Mental health workers, nurses, doctors and all staff at Riverview and our other state psychiatric hospital, Dorothea Dix Psychiatric Center in Bangor, provide care for civil and forensic patients. We work hard, often under difficult and stressful situations, to provide the best care possible. We are accountable to our patients, their families and most of all to the people of Maine, not to corporate shareholders.

As the efforts move forward to expand the number of beds and services for forensic patients housed at Riverview, legislators should continue to demand oversight over this process. Legislators have always established mental health policies for administrations to carry out.

We take care of the very same population that would be housed at the administration’s proposed facility, so it’s puzzling why the administration is pushing for a private contractor. It would be much better to have this facility run by the state, so we can provide continuity of care between different levels of treatment. For our patients, this continuity of care is critical to their treatment and success. It doesn’t make sense to have another facility treating the very patients who come through Riverview to be run by a different operator.

If a private for-profit company wins the bid to run this proposed facility, how would the profit motive affect patient care?

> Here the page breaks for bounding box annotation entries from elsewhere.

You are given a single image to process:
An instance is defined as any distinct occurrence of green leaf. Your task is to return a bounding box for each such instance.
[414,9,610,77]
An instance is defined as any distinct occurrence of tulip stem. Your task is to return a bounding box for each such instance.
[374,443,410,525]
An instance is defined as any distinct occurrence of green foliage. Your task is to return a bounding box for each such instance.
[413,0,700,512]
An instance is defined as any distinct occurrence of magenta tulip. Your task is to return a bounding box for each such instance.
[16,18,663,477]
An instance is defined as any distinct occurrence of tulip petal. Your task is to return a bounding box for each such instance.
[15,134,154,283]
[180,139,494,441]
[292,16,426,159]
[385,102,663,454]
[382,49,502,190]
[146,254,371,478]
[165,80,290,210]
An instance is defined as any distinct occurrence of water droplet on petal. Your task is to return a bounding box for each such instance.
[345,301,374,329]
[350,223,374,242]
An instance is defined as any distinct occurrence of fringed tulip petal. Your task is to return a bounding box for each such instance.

What impact would it have on staffing levels and quality? The Legislature has an obligation to make sure every mental health patient in state care receives proper care.

Hiring a private, potentially for-profit contractor appears to be the wrong way to go for those looking for quality services and accountability. Last summer, the U.S. Department of Justice announced it is ending the use of private, for-profit prisons for federal prisoners because the level of service in them is so poor and there is no cost savings.

We know that for-profit prison companies have been turning to state mental health services for new contracts. One of them, Correct Care Solutions, is a spin-off of the Geo Group, the second biggest private prison company in the country. Correct Care is a known potential bidder for operating the proposed new facility.

Last February, an organization known as Grassroots Leadership published a critical report about Correct Care Solutions. The report, “Incorrect Care: A Prison Profiteer Turns Care Into Confinement,” notes that many contracts the firm receives are done behind the scenes, out of public view.

Other states have learned the hard way that introducing the profit motive for forensic mental health directly undermines patient care and that contracting out this service means less transparency and accountability for patients, their families and the people of Maine, according to the Grassroots Leadership report.

Staff, patients, family and advocates have a lot of questions about this new facility, and the department has yet to answer them.

Legislative leaders from both parties have raised serious concerns about the lack of transparency the administration has been showing in its proposal of this facility. Sen. Roger Katz, House Speaker Sara Gideon and Rep. Drew Gattine are calling for a hearing and legislative oversight before such a major decision about Maine’s mental health service structure is made. This will help ensure the high level of transparency and accountability that Maine people, especially our patients, deserve.

Lisa Cromwell is a mental health worker at Riverview Psychiatric Center in Augusta. She is a member of American Federation of State, County and Municipal Employees Local 1814.